Notez le h très calligraphique, l’axe surprenant du o, l’inclinaison typique de la traverse du e, l’air penché du a, les détails des empattements des capitales : outre son intérêt historique, je trouve ce caractère plein de personnalité, de charme et de chaleur. Et – fameux coup de bol quand on y pense – nos casses d’inkunabula sont étonnamment bien pourvues en w, en y et en k. Quand on compose de l’anglais, c’est un vrai critère, les casses françaises traditionnelles étant fort rationnées de ce côté-là.
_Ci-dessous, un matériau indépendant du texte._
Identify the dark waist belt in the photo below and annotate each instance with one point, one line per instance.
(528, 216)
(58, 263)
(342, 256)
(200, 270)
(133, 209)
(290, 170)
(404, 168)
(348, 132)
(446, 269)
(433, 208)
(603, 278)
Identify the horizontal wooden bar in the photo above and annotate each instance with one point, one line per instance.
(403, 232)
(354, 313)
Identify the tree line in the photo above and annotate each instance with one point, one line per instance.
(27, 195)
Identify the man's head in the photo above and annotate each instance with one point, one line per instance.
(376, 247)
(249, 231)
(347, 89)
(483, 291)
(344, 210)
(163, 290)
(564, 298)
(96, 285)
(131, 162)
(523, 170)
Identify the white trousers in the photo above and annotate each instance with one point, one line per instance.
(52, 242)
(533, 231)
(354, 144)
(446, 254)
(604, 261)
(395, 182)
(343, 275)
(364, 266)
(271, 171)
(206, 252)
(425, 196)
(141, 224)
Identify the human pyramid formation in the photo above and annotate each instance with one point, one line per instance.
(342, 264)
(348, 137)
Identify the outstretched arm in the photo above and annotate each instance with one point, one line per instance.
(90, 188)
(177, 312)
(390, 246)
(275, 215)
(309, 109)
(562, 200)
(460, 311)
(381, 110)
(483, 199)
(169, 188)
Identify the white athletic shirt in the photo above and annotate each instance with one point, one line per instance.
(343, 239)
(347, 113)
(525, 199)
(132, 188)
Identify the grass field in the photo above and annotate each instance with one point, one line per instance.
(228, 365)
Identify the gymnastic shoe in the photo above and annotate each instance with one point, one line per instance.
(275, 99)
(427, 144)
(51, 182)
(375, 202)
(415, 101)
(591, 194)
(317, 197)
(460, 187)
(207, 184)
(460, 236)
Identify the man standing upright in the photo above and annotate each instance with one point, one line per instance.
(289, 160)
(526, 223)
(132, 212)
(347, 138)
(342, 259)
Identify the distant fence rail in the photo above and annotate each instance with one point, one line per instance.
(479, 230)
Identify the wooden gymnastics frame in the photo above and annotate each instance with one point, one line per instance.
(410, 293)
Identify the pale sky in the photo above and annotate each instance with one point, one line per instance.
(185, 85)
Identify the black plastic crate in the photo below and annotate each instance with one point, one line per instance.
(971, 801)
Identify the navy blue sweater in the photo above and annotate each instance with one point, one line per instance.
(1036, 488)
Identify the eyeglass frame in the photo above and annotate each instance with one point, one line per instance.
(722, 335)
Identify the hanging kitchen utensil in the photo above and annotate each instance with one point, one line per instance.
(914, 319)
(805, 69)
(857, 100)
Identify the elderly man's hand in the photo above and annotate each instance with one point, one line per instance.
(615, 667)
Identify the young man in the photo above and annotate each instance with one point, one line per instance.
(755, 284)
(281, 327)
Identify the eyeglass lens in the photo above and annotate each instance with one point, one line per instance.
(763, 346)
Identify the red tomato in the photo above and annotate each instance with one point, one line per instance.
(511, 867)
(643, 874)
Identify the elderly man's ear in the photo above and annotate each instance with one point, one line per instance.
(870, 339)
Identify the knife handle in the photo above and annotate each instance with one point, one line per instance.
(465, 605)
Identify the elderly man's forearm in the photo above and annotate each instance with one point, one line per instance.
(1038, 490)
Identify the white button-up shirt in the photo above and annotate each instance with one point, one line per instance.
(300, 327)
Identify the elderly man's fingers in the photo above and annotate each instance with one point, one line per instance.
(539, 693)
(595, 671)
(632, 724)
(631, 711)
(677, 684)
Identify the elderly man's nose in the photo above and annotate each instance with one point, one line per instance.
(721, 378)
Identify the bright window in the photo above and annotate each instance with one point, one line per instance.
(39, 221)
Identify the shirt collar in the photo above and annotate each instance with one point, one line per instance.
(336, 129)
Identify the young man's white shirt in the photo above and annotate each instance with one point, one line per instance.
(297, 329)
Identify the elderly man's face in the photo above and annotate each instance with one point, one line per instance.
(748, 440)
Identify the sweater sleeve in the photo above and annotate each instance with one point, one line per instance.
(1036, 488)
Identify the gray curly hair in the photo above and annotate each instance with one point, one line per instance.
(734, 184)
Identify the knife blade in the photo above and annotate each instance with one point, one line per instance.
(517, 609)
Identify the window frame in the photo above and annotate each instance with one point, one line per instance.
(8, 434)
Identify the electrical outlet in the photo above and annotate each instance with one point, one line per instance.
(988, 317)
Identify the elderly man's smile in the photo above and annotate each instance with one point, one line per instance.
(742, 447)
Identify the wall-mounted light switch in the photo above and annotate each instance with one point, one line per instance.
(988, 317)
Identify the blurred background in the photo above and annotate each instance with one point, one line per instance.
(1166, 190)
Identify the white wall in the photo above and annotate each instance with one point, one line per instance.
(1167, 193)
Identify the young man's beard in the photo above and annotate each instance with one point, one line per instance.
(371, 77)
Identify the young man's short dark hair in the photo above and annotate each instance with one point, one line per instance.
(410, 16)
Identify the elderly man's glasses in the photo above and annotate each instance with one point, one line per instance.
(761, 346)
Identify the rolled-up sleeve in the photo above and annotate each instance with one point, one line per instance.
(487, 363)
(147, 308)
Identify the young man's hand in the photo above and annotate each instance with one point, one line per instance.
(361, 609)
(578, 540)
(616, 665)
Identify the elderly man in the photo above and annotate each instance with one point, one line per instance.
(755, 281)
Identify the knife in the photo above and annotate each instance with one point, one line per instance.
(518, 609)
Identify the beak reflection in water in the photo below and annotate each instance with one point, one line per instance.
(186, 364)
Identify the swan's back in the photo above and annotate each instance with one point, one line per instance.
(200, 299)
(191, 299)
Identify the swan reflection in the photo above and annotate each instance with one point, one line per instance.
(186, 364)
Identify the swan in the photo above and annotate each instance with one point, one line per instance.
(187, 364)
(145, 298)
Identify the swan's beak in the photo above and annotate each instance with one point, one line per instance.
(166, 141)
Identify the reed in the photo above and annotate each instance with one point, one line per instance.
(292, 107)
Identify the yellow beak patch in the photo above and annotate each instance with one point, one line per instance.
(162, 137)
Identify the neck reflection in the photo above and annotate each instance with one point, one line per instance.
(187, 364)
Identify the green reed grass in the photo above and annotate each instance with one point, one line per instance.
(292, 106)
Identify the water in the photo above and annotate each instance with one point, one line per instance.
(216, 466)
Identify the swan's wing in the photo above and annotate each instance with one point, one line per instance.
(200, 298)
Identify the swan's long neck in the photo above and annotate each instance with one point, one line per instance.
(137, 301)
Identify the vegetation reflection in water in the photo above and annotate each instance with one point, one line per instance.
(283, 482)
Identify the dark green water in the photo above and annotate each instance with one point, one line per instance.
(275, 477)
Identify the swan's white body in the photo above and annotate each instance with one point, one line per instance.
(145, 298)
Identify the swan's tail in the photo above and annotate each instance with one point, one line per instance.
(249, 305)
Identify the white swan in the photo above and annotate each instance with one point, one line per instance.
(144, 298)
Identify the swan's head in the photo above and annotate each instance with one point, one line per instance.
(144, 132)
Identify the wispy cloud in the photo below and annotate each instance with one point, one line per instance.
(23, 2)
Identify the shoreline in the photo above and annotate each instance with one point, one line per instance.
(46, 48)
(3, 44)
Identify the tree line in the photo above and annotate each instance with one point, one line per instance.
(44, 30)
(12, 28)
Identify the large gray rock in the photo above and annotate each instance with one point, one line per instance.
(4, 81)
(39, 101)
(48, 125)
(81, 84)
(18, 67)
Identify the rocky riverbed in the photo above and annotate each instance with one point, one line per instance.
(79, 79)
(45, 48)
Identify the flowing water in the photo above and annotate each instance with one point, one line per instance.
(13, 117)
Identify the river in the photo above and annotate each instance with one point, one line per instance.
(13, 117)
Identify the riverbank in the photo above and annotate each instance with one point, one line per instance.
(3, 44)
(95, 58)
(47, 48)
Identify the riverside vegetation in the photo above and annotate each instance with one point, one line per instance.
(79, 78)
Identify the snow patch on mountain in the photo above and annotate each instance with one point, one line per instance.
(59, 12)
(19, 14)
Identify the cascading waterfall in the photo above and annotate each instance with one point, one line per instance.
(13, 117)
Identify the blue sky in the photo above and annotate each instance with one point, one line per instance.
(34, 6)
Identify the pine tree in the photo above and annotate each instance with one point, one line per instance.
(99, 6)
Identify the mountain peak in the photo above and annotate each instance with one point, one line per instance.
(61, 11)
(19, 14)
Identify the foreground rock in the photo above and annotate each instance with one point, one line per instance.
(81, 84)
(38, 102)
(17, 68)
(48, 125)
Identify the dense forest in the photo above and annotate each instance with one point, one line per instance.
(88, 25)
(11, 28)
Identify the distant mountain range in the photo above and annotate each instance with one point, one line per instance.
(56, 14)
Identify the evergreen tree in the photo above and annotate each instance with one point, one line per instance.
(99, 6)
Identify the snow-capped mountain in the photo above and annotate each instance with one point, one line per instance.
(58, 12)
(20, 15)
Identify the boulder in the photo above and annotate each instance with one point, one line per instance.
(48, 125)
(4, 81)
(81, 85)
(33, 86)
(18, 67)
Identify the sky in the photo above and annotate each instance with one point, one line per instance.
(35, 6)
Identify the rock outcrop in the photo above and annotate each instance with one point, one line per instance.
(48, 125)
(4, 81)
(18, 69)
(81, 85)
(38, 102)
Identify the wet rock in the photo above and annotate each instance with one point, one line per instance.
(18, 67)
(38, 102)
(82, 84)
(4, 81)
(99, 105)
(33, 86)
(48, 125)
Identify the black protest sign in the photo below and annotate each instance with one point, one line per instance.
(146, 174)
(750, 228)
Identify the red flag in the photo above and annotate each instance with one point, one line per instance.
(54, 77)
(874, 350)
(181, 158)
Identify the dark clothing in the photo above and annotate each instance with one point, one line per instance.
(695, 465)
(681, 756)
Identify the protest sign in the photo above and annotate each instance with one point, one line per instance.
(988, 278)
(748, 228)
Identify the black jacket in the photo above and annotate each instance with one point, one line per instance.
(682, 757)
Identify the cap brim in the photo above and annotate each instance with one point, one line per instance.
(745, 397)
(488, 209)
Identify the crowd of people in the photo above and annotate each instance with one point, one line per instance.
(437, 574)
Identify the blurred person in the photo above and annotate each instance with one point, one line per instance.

J’ai fait quelques recherches et j’ai retrouvé, sur le site du Musée de l’imprimerie de Lyon (qu’il soit ici remercié), la trace et l’histoire de ce caractère peu connu. L’Inkunabula a ainsi été le caractère emblématique de la Maison des Deux Collines, imprimerie fondée en 1918 à Lyon par Marius Audin qui a acquis la belle humane en 1922 auprès de la fonderie turinoise Nebiolo. Cette dernière connaîtra un peu plus tard ses heures de gloire grâce au créateur Aldo Novarese, auteur, notamment, de l’Eurostile. L’Inkunabula a essentiellement été employé dans des ouvrages de bibliophilie par les Éditions de l’Antilope, maison fondée par Audin, et j’en ai trouvé un autre emploi, récent celui-ci, par François Da Ros, maître d’art en typographie, toujours pour des tirages d’art.
La visite de l’atelier touche à sa fin, je vous invite à vous servir un verre de vin pour célébrer. Je pense avoir fait le tour de la question mais si vous avez des questions ou que d’autres aspects, négligés ici, vous intéressent, criez dans les commentaires.